Sony Bravia HX803 3D TV Review

Sony's HX800 Series is a 3D Upgradable Slim Screet

Sony has turned up fashionably late for the 3D TV party, shipping its first wave of 3D screens months after the Samsung UE467000 and Samsung UE55C8000 models broke cover. But there’s no doubt that the iconic Japanese TV brand is arriving with intent. While rival Panasonic offers a single model, the excellent Panasonic TX-P50VT20, Sony has three full ranges, of which the 40 inch HX803 (reviewed here) is its everyman proposition.

Unlike its rivals, this screen isn’t 3D Ready out of the box. You’ll need to spring for an optional TMR-BR100 3D sync transmitter (£50) and TDG-BR100B glasses (£100) before you can start with the eye-boggling.

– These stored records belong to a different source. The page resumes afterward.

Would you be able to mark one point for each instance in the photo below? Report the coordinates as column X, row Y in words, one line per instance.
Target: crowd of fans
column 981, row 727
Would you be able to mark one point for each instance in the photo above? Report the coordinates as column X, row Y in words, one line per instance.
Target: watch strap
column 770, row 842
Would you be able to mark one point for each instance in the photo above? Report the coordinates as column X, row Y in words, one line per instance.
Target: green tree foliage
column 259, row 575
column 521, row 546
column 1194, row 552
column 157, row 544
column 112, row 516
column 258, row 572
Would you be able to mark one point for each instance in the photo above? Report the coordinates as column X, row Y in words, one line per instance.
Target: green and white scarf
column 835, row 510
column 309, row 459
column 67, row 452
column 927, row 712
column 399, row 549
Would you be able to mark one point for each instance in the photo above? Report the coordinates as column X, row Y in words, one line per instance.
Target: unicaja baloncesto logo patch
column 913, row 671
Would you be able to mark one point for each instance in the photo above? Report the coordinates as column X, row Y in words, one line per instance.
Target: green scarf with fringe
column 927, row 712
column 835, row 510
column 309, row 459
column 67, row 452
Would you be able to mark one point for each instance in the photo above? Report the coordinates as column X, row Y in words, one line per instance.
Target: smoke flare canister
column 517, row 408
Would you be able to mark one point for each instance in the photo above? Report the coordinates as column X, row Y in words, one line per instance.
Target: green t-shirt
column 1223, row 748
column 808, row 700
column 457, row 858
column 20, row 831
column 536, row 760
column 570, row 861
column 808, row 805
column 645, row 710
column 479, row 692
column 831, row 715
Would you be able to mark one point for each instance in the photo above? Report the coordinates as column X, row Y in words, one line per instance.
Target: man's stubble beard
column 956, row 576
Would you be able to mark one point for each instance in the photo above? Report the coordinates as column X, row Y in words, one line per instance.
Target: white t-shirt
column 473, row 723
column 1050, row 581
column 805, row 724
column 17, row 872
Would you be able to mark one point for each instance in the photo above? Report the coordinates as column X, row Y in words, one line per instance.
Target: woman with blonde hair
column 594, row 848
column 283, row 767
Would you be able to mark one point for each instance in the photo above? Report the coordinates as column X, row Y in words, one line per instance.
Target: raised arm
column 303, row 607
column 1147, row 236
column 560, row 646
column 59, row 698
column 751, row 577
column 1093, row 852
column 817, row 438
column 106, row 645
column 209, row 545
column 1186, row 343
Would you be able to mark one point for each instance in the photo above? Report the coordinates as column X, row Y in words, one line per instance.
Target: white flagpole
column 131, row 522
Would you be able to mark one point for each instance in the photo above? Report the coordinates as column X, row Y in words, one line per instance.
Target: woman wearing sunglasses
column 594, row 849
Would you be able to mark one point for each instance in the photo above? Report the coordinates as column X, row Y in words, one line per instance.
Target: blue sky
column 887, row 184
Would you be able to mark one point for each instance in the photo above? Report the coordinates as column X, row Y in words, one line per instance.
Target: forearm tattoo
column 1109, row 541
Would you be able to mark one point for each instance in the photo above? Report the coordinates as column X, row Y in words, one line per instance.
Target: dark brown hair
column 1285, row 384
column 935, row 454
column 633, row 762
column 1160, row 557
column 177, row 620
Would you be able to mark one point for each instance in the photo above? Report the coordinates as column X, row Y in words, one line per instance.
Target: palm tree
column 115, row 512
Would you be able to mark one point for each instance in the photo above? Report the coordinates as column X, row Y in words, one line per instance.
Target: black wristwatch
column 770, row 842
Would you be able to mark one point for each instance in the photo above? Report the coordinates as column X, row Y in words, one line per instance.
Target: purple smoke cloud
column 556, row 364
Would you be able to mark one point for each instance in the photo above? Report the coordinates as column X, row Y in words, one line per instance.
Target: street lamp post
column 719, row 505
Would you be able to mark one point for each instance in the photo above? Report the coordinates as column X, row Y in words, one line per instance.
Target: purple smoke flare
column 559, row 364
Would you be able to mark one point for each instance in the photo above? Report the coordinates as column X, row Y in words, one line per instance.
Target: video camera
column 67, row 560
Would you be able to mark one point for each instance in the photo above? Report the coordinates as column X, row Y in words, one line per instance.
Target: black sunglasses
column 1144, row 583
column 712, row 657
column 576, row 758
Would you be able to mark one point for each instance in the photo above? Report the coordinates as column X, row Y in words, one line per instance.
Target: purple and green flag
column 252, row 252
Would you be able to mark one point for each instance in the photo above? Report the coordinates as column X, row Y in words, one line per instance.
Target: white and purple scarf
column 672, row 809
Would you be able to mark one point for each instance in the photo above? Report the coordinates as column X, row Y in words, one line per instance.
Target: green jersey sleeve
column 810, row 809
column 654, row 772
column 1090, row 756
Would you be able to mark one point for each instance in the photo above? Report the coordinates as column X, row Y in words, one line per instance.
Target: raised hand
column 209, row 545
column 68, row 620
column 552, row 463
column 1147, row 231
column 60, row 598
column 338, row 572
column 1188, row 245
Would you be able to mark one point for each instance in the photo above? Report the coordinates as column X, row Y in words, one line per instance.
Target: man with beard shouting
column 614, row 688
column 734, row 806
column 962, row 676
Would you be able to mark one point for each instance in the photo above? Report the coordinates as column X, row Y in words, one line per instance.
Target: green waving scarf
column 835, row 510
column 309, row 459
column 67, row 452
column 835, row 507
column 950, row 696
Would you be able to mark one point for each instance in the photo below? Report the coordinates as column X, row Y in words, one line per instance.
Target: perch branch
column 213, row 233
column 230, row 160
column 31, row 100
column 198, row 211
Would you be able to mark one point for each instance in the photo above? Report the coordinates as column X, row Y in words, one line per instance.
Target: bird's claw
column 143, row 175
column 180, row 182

At just 74mm, the set is pleasingly thin. However, closer inspection reveals commodity build quality. Our review sample frame creaked under pressure and the bottom panel trim did not sit flush with the rest of the frame.

Sony Bravia HX803: Features

Inputs are spread across the back panel and sides. There are two Scarts, a pair of HDMIs, one component AV input, PC VGA input, optical digital output and Ethernet. Two extra HDMIs are side-mounted, along with a set of phono AVs and USB.

Other than 3D, the set’s claim to fame is networkability. It goes online to Sony’s Bravia internet content portal (home of YouTube, LoveFilm, Eurosport, DailyMotion… plus other stuff I wager you’ll never, ever watch), and can stream media cross your home network...kinda. While the set plays common video file types, including AVIs and MKVs from a USB flash drive, it doesn’t see these same files across a network.

The user interface of this LCD TV is based on the PS3 X-media bar, which is unflashy but easy to use. PS3 users will also be able to play stereoscopic 3D games.